Adopt an Education Philosophy Centered on Black and Brown People
To help those who need change the most, stop trying to reform the reforms.
washingtonmonthly.com
Let’s create a system rooted in the people who need change the most. Let’s adopt a philosophy centered on black and brown people.
Freire believed that transformation requires an educational system rooted in the people who need change. The choice movement, for instance, will always fall short in urban areas because the system of thought wasn’t centered on black or brown worldviews.
Adam Smith, forefather of the political economy, might appreciate the choice- and standards-based curriculum movements that emphasize competition, productivity and rugged individualism. Filtered by the works of Milton Friedman, the educational-choice movement in particular has been applied so loosely that basic ethics and notions of fairness have been trumped by stereotypical corporate values that fly in the face of what black, brown and girl students need.

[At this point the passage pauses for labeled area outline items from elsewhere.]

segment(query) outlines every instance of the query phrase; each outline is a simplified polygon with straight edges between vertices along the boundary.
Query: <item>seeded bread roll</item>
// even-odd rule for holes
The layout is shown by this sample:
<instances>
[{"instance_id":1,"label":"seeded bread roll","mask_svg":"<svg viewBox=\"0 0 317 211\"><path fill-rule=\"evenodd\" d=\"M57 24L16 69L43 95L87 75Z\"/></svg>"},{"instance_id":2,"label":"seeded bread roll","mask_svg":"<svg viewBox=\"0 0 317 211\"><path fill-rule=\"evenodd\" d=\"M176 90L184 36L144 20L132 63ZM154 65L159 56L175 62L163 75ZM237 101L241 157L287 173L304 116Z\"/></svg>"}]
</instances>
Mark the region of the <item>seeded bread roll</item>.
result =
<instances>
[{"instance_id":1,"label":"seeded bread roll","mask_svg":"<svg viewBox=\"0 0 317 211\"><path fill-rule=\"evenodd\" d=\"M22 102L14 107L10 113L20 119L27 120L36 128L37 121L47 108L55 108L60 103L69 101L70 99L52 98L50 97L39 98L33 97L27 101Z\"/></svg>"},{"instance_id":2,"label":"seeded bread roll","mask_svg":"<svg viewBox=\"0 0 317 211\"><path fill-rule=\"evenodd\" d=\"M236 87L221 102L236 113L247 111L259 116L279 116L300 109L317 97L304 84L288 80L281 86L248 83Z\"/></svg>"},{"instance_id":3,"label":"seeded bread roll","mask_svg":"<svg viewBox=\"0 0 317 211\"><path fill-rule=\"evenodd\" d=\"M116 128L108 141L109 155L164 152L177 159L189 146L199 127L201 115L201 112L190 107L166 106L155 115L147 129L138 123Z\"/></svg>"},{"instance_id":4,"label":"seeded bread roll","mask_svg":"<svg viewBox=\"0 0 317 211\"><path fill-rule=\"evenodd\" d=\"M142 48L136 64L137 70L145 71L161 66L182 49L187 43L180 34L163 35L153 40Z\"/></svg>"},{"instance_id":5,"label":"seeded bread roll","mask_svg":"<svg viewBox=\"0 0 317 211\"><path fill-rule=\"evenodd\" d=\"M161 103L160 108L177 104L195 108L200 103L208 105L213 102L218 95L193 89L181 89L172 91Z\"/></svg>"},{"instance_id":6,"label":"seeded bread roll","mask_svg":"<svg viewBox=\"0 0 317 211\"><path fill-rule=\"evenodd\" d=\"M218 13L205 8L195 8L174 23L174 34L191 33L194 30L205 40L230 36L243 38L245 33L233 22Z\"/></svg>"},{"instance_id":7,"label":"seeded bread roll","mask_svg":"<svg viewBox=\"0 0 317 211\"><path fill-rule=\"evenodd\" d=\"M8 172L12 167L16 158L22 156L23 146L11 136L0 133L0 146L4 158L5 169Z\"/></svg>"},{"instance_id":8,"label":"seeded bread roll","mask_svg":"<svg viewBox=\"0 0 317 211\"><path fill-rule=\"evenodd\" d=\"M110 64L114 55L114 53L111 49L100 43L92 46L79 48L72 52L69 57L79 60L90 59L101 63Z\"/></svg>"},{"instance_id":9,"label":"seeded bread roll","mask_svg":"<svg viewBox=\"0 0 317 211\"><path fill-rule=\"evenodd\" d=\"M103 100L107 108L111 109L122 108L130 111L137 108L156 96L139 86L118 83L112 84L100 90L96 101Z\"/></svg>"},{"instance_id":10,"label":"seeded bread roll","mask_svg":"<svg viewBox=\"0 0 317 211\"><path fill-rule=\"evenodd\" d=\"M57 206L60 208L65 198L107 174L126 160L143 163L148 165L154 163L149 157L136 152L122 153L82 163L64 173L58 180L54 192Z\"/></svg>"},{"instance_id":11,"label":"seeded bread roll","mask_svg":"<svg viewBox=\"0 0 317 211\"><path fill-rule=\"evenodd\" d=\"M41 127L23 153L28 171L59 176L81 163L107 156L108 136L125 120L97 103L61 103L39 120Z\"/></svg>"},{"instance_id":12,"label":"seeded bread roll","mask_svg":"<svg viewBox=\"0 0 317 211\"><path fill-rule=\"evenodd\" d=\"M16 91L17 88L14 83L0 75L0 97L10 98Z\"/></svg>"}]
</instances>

The inefficiencies of white privilege cost us so much more than dollars. With every reform from the choice frame, we add to the bureaucracy of white institutions built to help black communities. Consequently, each institution and approach attempts to reform the prior without questioning the bedrock on which they were all built upon: white supremacy and patriarchy. After every iteration, the only remaining factors are the base ideology and system of oppression.
Audre Lorde said, “The master’s tools will never dismantle the master’s house.”
Let’s stop patching the previous error. If we can build a reform approach and invest billions around a white male, we should be able to do so around Afrocentric people and philosophies.
Black and brown folk don’t need “reform.” We need an alternative that we define.